CHARLIE MCMAHON ’18
In today’s anxious and disconcerting political climate, music can help vent frustrations. Few albums encapsulate 2004 more than Green Day’s “American Idiot.” Much like 2016, 2004 was an election year and a pretty messy one at that. America’s adolescent population was growing discontented with the Bush administration and desperately sought change. Songs like “Wake Me Up When September Ends” and “Jesus of Suburbia” perfectly summed up this sentiment, and resonated well with younger buyers. “American Idiot” brought the idea of a concept album and rock opera to a younger generation, and left them wanting more.

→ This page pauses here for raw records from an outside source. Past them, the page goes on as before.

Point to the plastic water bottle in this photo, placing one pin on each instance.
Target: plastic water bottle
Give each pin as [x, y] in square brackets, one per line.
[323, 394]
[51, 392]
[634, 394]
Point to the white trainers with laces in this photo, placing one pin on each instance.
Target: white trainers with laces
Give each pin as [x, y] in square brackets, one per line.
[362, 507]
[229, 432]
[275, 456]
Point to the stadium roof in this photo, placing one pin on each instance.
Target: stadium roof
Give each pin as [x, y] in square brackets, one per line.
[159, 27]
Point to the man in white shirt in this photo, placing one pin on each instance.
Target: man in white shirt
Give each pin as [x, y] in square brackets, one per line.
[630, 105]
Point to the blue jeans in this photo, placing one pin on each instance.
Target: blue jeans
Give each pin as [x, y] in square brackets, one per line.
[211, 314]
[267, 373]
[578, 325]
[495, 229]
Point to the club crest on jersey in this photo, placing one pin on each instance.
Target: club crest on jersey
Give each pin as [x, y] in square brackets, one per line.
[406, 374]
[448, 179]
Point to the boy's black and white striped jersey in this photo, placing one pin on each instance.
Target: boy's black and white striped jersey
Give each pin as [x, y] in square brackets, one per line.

It only seemed fitting for Green Day to make their comeback in the chaos of 2016. But the truth is that “Revolution Radio” isn’t “American Idiot.” Lightning doesn’t strike twice in the same place, and sadly, this year’s effort wasn’t Green Day’s best. It seems like the band relied heavily on in-studio production methods, leaving behind their raw instrumental chemistry, typified in early albums “Kerplunk!” and “Dookie.” Lead vocalist and principle songwriter, Billy Joe Armstrong, may still be acting and singing like a dissatisfied adolescent, but the band has changed. Popular music today relies heavily on auto-tuner and synthesized instrumentation, and unfortunately, “Revolution Radio” reflects this trend.

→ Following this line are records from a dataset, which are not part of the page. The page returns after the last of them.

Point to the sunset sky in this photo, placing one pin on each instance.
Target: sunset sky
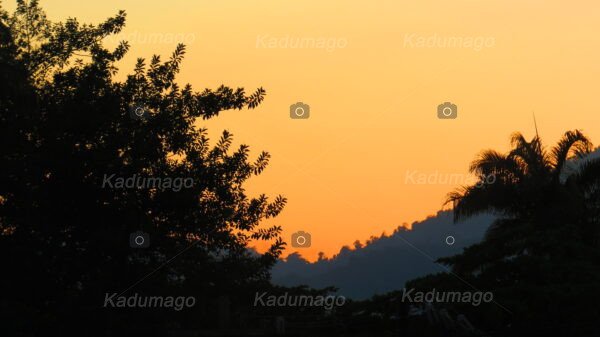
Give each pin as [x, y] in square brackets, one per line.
[346, 170]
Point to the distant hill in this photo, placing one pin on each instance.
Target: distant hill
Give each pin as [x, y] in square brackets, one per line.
[387, 262]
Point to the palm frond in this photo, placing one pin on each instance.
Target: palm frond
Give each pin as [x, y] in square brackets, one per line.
[572, 142]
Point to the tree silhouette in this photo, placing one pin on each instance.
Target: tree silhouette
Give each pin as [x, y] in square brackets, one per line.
[66, 124]
[540, 258]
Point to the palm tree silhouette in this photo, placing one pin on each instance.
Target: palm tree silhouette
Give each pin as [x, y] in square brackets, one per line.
[543, 199]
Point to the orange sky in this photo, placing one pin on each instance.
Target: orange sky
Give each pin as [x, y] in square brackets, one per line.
[373, 98]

Earlier this summer, pop-punk group Blink-182 released “California.” Both Blink-182 and Green Day catered to the same teenage markets in the early 2000’s but went in totally different directions with their current work. Where Blink’s piece was playful and fun, Green Day’s was serious and melancholy, and there’s absolutely nothing wrong with that. However, to make a good Green Day song, there has to be substance behind the morose lyrics, and to me, the songs of “Revolution Radio” largely missed the mark.

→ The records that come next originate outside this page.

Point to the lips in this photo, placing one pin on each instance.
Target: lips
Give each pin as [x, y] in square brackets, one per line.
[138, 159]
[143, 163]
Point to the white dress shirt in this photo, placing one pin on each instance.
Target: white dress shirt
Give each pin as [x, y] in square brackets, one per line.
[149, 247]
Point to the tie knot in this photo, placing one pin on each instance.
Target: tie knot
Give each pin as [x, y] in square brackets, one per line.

“Still Breathing” harkens back to the glory days of Green Day, with cutting guitar riffs and Armstrong’s droning voice, but it lacks the real substance that “American Idiot” had. When comparing the two albums, it seems like Green Day created “American Idiot” because they had something to say. There was a reason for their dissatisfaction. “Revolution Radio” seems like a corporate attempt to capitalize on nostalgia for early 2000s pop-punk.
In a year marked by absurd politics, at home and abroad, it would have been nice to have a Green Day album that brings you back to your adolescence, but sadly, this is not it. There was very little growth on this album, and although the tracks are catchy, they leave you wanting more and feeling dissatisfied.
Clearly, the band can still play, and quite well at that. They have not degraded as musicians. If artists intend to capitalize on a sentimental sound, it either needs to be playful, and fun, or substantial. Blink-182’s “California” didn’t show much growth from the band, but it didn’t take itself nearly as seriously as “Revolution Radio” does. Blink satirized their 2000s pop-punk sound, while Green Day tried to reassert its dominance, when, in reality, it doesn’t have anymore.
“Revolution Radio” isn’t Green Day’s best effort. It contains some strong tracks, but in the end, lacks a message. If you’re going to listen to an album for the sake of bringing yourself back to the early 2000’s, play Blink’s “California.” If I had to rank “Revolution Radio,” I’d give it a 6/10, because it definitely isn’t bad. It just isn’t great.